If you ask someone who remembers owning or servicing Ferrari’s back in the 1950′s or 1960′s, they will probably tell you that they weren’t very well finished. My father often says that we make the cars significantly better than they were when new. Judges on the show field have been known to deduct points for a car that is “over-restored” which must be a very hard thing to determine.

Most Ferrari’s from the 50′s and 60′s have Borrani wire wheels. How brightly they are polished seems like a bit of a sliding scale. If you spend $5000 to have your wheels rebuilt, don’t you want them to be highly polished? I have seen many photos of a Ferrari chassis rolling on Borrani wheels while the body is being constructed at a coach builders shop so there is no way the wheels were shiny after that gritty process. I would guess that Borrani used more of an industrial chrome plating on the spokes and hubs and lightly polished the alloy rim but you wouldn’t need sunglasses to look at them!

Another example is the satin black paint on the chassis and engine bay. From what I have seen, it appeared to have been hastily applied by brush right over dirt and weld spatter. I’ve always tried tried to imagine how the rubberized undercoating was applied and picture someone holding up cardboard to prevent over-spray while blowing it on in heavy coats.

Pininfarina used some different practices than Scaglietti but overall, I think there was lots of similarity.
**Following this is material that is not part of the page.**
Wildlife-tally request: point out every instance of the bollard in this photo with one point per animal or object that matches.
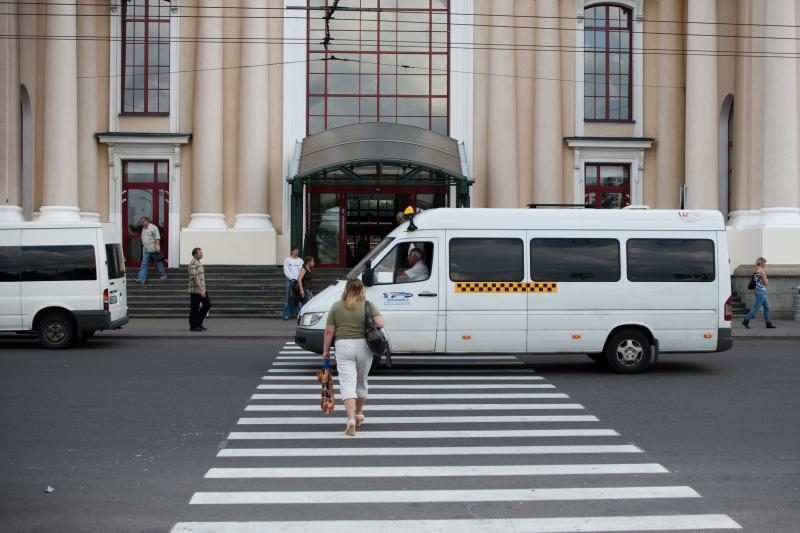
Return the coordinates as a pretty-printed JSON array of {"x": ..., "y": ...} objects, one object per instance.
[{"x": 796, "y": 305}]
Pininfarina used super heavy rubberized undercoating that looked like sagging elephant skin. Scaglietti used a lighter coat of “pebbly” rubberized undercoat.

Anyhow, we had a incredibly orignal 1964 Ferrari 330GT 2+2 in the shop last month. This car has 3000 miles and was perfectly preserved in a dry climate so you can see all the evidence of the original build practices. In the next few blog posts, I will show some of the intricate details on how this car was finished 50 years ago. If you are interested in getting a flash drive of all the details of this car, let me know.

Rear Leaf Spring Ferrari 330GT Chassis

Ferrari 330GT Chassis Rear

Here, you can see the thick “elephant skin” undercoating and other details like black oxide radius arm bolts. You can see lots of gold over-spray on the thick undercoating. This may mean the car was painted after the undercoating or the car was touch up after it was assembled. There are many other areas of touched up paint on the car.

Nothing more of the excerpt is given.